Congressional proposals to improve COVID-19 contact tracing are taking center stage as legislators debate next steps on a fifth coronavirus aid package. Contact tracing is a public health strategy that has for decades been successfully used to combat infectious disease outbreaks across the globe. The process identifies people who may have been exposed to an individual with an infectious disease.

Contact tracing has become a centerpiece of state and local efforts to curb community transmission of COVID-19 and, in some states, begin the reopening process. A NACo County News report found that state departments of health are playing a critical role in hiring professional contact tracers and deploying those individuals to local health departments, while some counties are recruiting existing employees on administrative leave to fill in as contact tracers in their communities. 

According to a statement released by the National Association of County and City Health Officials (NACCHO), to support a force of at least 100,000 contract tracers, Congress would need to appropriate at least $3.7 billion in emergency supplemental funding to local, state, territorial, tribal, and federal public health agencies.   

Previous coronavirus response bills – including the CARES Act (P.L. 116-136) omnibus – dedicated new federal resources to improve contact tracing capacity at the state and local level. The new proposals, shown below, would build on previous measures to tap new federal resources and manpower to track COVID-19 cases. The bills additionally emphasize the importance of a strong intergovernmental partnership to fully address the pandemic – a key NACo priority in the federal response to COVID-19.  

  • COVID-19 Testing, Reaching and Contacting Everyone (TRACE) Act (H.R. 6666, Rep. Bobby Bush) – The legislation would enable the CDC to award grants for testing, contact tracing, monitoring and other activities to address COVID-19. Grants would support entities including federally qualified health centers (FQHCs), non-profit organizations, and certain schools and hospitals. In selecting grant recipients, CDC would prioritize applicants operating in coronavirus hot spots and medically underserved communities and make efforts to hire individuals from the communities where grant activities occur. 

  • Coronavirus Containment Corps Act (H.R. 6871/S. __, Rep. Andy Levin, Sen. Elizabeth Warren) – The legislation, co-sponsored in the Senate by Sens. Tina Smith (D-Minn.) and Jeff Merkley (D-Ore.), would require the Centers for Disease Control and Prevention (CDC) to develop a national contact tracing strategy within 21 days in collaboration with state, local and tribal health officials.

    It would also require the CDC to include provisions that prevent misusing patient data, anonymize data and ensure automatic data deletion and prohibit data-sharing within the federal government except within the CDC and Indian Health Service. The legislation would provide $10 billion in funding to states and Native American tribes to hire more than 100,000 tracers and other support personnel. It would also provide $500 million to state and tribal hiring agencies to find a hiring pool for the tracers, prioritizing those who have lost their jobs during the pandemic. 
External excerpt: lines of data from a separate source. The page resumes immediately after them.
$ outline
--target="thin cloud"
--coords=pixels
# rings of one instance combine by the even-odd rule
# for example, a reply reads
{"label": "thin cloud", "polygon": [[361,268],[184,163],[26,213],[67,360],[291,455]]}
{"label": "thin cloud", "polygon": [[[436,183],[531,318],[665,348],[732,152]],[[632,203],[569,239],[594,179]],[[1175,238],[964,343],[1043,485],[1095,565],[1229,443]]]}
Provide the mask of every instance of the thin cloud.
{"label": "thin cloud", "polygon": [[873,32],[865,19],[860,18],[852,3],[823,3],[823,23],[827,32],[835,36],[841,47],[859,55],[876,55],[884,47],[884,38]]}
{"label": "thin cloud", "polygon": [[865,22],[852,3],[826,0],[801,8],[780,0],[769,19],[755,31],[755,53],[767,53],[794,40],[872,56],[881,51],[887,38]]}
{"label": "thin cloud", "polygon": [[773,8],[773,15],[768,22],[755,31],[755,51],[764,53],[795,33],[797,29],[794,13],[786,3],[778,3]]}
  • Health Force and Resilience Force Act of 2020 (S.3606/H.R.6808, Sen. Kirsten Gillibrand, Rep. Jason Crow) – The legislation would create a “Health Force” within the CDC composed of community members dedicated to responding to public health emergencies, as defined by the Secretary of the U.S. Department of Health and Human Services (HHS). Health Force members would fill key gaps in personnel to provide increased capacity to address ongoing and future public health needs. 
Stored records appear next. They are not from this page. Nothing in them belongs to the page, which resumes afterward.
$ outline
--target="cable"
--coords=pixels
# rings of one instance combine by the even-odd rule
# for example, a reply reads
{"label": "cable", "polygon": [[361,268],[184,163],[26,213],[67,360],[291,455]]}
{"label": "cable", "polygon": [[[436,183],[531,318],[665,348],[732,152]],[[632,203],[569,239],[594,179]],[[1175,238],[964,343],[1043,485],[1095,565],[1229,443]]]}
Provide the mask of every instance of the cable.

  • HEROES Act (H.R. 6800, Rep. Nita Lowey): As passed by the U.S. House, the legislation would appropriate $75 billion to the Centers for Disease Control and Prevention (CDC) to establish a new national system and grant program for COVID-19 testing, contact tracing, surveillance, containment and mitigation. In a key win for counties, the bill would also direct the CDC to partner with state, local, tribal and territorial health departments to implement a “nationwide evidence-based system” for COVID-19 testing, contact tracing and mitigation activities. NACo’s full analysis of the HEROES Act can be found at this link

  • National Testing and Contract Tracing (CONTACT) Initiative UNITE Act (S.3642, Sens. Ed Markey and Chris Van Hollen) – The legislation would improve contact tracing by creating volunteer opportunities within the AmeriCorps program, expanding employment opportunities at the Federal Emergency Management Agency (FEMA) and utilizing the expertise of Peace Corps volunteer leaders whose service ended on March 15, 2020 as a result of the COVID-19 pandemic. 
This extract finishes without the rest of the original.